Karachi violence toll rises to 27: Police
Karachi, home to over 18 million people, has long history of ethnic, religious, sectarian violence.
Karachi: At least 16 people have died
over the past 24 hours as renewed violence involving rival
ethnic and sectarian groups continued to rock the Pakistani
city of Karachi, police said on Monday.
The latest killings bring the toll to 27 since the
fresh wave erupted on Friday, intensifying a surge of violence
blamed on political, ethnic and criminal rivalries which has
left scores dead so far this month.
Pakistan last week deployed hundreds of additional
police and paramilitary troops onto the streets of the
country`s largest city to try to quell the unrest.
The violence in Karachi has been blamed on supporters
of the Muttahida Qaumi Movement (MQM), based among the
Urdu-speaking majority, and the rival Awami National Party
(ANP), which represents ethnic Pashtun migrants.
Sporadic gunfire echoed around the port city`s eastern
districts of Malir, Khokhrapar and Landhi overnight, residents
said.

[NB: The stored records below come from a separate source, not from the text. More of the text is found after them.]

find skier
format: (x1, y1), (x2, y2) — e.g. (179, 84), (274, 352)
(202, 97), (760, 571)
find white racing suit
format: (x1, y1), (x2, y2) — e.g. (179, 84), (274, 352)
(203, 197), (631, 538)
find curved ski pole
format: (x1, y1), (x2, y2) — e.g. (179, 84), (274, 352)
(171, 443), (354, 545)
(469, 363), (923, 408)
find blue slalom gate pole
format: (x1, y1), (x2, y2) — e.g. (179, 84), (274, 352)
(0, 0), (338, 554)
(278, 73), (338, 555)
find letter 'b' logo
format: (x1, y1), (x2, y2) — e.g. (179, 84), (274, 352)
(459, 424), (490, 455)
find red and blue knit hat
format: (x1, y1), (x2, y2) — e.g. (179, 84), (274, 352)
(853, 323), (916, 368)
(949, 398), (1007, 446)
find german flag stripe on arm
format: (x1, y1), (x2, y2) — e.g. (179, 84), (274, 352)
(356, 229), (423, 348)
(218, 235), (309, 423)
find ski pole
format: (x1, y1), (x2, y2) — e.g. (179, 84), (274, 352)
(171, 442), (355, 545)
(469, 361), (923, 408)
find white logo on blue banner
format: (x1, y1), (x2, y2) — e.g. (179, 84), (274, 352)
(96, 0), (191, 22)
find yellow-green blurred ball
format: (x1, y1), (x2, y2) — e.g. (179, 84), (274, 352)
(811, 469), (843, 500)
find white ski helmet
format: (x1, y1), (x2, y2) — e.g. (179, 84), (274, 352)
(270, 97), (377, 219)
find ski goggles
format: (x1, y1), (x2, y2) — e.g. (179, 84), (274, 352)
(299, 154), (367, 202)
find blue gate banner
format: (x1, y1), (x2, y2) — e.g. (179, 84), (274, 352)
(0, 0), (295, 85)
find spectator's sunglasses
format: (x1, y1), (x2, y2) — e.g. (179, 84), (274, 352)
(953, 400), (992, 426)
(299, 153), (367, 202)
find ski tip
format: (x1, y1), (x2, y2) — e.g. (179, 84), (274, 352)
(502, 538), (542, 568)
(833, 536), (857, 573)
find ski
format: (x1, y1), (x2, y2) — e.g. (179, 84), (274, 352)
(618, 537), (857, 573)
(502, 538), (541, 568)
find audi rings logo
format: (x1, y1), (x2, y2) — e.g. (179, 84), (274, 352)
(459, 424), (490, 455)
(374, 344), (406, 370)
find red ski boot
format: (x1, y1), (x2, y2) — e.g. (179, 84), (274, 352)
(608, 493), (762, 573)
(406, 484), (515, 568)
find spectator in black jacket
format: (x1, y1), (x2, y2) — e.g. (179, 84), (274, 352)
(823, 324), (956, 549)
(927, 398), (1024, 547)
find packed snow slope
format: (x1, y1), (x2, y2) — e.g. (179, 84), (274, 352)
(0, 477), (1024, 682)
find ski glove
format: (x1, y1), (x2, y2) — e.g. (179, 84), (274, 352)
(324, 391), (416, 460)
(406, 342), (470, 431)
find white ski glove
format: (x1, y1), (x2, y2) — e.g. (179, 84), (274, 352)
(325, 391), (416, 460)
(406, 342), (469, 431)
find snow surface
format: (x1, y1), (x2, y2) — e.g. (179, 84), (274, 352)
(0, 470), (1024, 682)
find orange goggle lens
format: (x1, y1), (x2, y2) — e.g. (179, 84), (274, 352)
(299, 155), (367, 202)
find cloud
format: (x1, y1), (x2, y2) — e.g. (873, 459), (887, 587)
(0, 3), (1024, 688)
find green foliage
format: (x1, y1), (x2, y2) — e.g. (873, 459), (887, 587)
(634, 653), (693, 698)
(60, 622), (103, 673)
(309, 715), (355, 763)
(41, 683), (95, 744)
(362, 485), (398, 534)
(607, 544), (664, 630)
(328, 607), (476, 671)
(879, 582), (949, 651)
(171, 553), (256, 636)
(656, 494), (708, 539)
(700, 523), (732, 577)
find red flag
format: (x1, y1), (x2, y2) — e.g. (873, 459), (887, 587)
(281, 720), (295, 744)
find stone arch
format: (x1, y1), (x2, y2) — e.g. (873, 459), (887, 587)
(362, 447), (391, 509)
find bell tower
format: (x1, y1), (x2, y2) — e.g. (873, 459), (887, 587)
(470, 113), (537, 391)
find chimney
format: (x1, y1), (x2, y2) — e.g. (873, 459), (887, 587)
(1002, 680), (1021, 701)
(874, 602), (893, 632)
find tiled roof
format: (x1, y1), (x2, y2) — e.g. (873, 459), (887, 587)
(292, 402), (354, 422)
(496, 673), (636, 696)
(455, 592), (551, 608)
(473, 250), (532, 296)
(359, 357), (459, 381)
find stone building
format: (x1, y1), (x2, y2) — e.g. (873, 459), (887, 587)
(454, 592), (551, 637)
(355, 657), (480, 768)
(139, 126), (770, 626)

Most of the criminal gangs are believed to be hiding in
the impoverished neighbourhoods.
"At least 16 people have died over the past 24 hours,
they were victims of ethnic and sectarian violence," city
police chief Saud Mirza said.
"We have rushed additional police force to the
troubled areas and the situation has improved.
One senior police officer said that two mortar shells
were fired in the clashes between rival activists.
The MQM last month quit the coalitions led by the main
ruling Pakistan People`s Party that govern the country and the
southern province of Sindh, of which Karachi is the capital.
The ANP remains part of both coalitions.
The Human Rights Commission of Pakistan says 490
people were killed in targeted killings in Karachi in the
first half of the year, compared to 748 in 2010.
Four days of unrest killed 95 people before troops
took back areas of Karachi held by armed gangs on July 9.